A full-fledged calendar application with support for multiple calendars, repeated events and best of all, dark mode. Has four view modes (year, month, week and day).
MIT License
A full-fledged calendar application with support for multiple calendars, repeated events and best of all, dark mode. It has four view modes: year, month, week and day. Additionally, there is good screen reader and keyboard navigation support.
Build with React, Next.js and Tailwind. Uses MySQL/MariaDB for storage.
Project documentation, video overview and screenshots
By default, Ephemeris uses an in-memory database. This is useful for development and demo. For production use, it can be connected to a MySQL/MariaDB database.
WARNING: in-memory database is lost on server reload
To configure a connection, create an .env.local
file in the root directory
with the following content (replace placeholder values with your credentials):
MYSQL_USERNAME=<username>
MYSQL_PASSWORD=<password>
MYSQL_HOST=<hostname>
MYSQL_DATABASE=<database>
Then, create a database with name that matches your MYSQL_DATABASE
setting and
import its schema from ./schema.sql
.
npm i # install dependencies
npm run dev # start development server
This would start the development server at http://locahlost:3000.
npm i # install dependencies
npm run build # begin the build process
npm run start # start production server
This would start the production server at http://locahlost:3000.
Afterward, you can deploy this site at https://vercel.com.

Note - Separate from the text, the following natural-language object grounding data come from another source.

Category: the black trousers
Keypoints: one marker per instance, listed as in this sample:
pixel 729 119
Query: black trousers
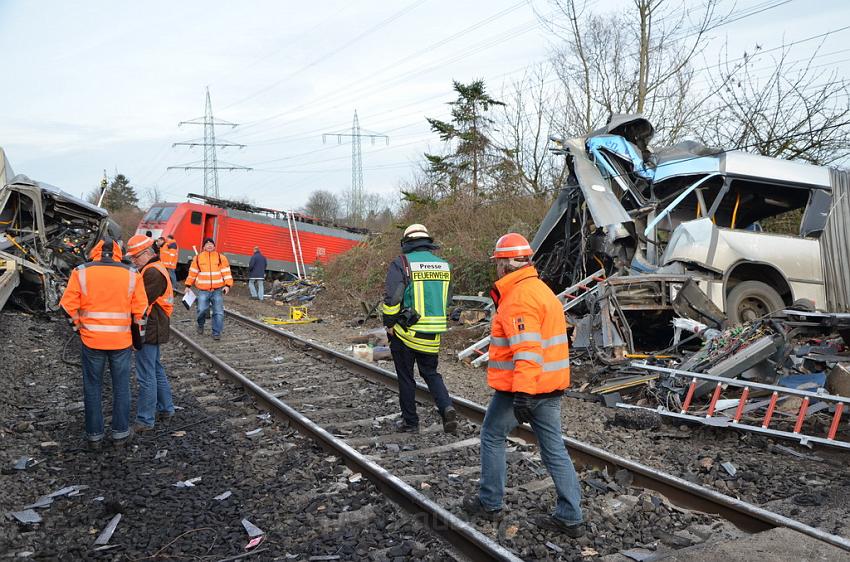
pixel 404 359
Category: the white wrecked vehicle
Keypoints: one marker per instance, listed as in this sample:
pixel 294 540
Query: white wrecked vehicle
pixel 44 234
pixel 658 218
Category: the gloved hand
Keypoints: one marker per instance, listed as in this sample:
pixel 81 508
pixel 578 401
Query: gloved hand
pixel 523 406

Alternatively, you can configure a reverse proxy (e.x Nginx) that would handle the SSL certificate and forward the requests to port 80, which should be made externally available.
The name “Ephemeris” is an archaic word in astronomy that stands for a book with tables that gives the trajectory of naturally occurring astronomical objects as well as artificial satellites in the sky.
Database schema is located in ./schema.sql
.
It took 35 hours and 45 minutes spread out over several weeks to complete the project.
I felt like I was almost finished at the 20-hour mark, but lots of new issues just kept coming up. Additionally, writing the video script, recording material, practicing reading the script, recording voice, and editing all that material together into a video took about 6 hours.
I am a Google Calendar power-user, which is why I wanted to understand closer how it works. There is no better way to do that than try to reimplement it from scratch. In the process, I discovered several edge cases and found solutions to those. It gave me a new appreciation for the challenges of building a web calendar, like handling time zones, figuring out the algorithm for placement of events on the grid, and improving performance through caching events for already fetched days.
Majority of the start code was repurposed and reused from another project of mine: max.patii.uk (my portfolio).
Additionally, many basic React components and utility functions have been repuposed from another project I am a working on: Specify 7 (scientific collection management system).